The $23/room resort fee covers many on-site activities, and you can buy packages with some meals, but the extras can add up. One night, we strolled a few minutes into the town of Montebello to Délice Champêtre, an upscale casse-croûte for burgers, poutine and Belgian fries that uses all local ingredients – from the beef to the hamburger buns to the cheeses, potatoes and natural gelato for dessert.
Centre Touristique La Petite Rouge
This Quebecois family resort offers all the carefree possibilities of summer on a lake. Located on Lac des Isles about an hour from Ottawa (1.5 hours from Montreal) in St-Emile de Suffolk, life here is much like how I would envision at family camp.
The Centre’s 12 cabins each have two to eight bedrooms – with two to four single beds in each. Décor is minimal and designed for practicality over aesthetics – with large garbage bins, big tables in a communal room, and paper and hand towels in the bathrooms. But they’re clean, as is everything on property.

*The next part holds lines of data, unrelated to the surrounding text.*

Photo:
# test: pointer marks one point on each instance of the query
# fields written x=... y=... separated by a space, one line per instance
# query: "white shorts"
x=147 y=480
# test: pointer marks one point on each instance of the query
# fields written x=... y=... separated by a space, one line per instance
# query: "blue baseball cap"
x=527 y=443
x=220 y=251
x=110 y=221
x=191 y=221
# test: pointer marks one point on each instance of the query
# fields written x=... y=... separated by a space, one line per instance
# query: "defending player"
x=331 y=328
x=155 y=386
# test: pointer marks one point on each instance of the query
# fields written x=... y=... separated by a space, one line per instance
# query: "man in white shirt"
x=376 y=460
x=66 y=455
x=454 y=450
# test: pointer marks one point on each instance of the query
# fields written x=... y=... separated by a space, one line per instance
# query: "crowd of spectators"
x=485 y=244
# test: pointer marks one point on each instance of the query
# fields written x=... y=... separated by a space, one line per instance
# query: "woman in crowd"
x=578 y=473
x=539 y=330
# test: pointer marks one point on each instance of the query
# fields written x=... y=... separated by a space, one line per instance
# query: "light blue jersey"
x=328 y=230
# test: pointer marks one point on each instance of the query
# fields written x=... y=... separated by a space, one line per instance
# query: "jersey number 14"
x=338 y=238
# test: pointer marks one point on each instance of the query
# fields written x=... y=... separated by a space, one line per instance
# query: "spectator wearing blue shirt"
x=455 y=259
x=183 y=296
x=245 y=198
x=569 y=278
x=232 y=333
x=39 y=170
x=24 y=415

And all meals and activities are included: three delicious hot meals each day – and every possible activity imaginable. On land, there’s shuffleboard, basketball, badminton and volleyball to name a few. And on water, there’s canoeing (including a Voyageur canoe), pedal boating, kayaking and swimming.
For rainy days, the games room is packed with board games. And in the evenings, two bonfire pits are laid and ready for roasting marshmallows before bed. On weekday evenings, there are also organized activities: dancing with Gigi, singing around the campfire; and Bingo (in which are kids were able to expand their French vocabulary beyond a list of pizza ingredients).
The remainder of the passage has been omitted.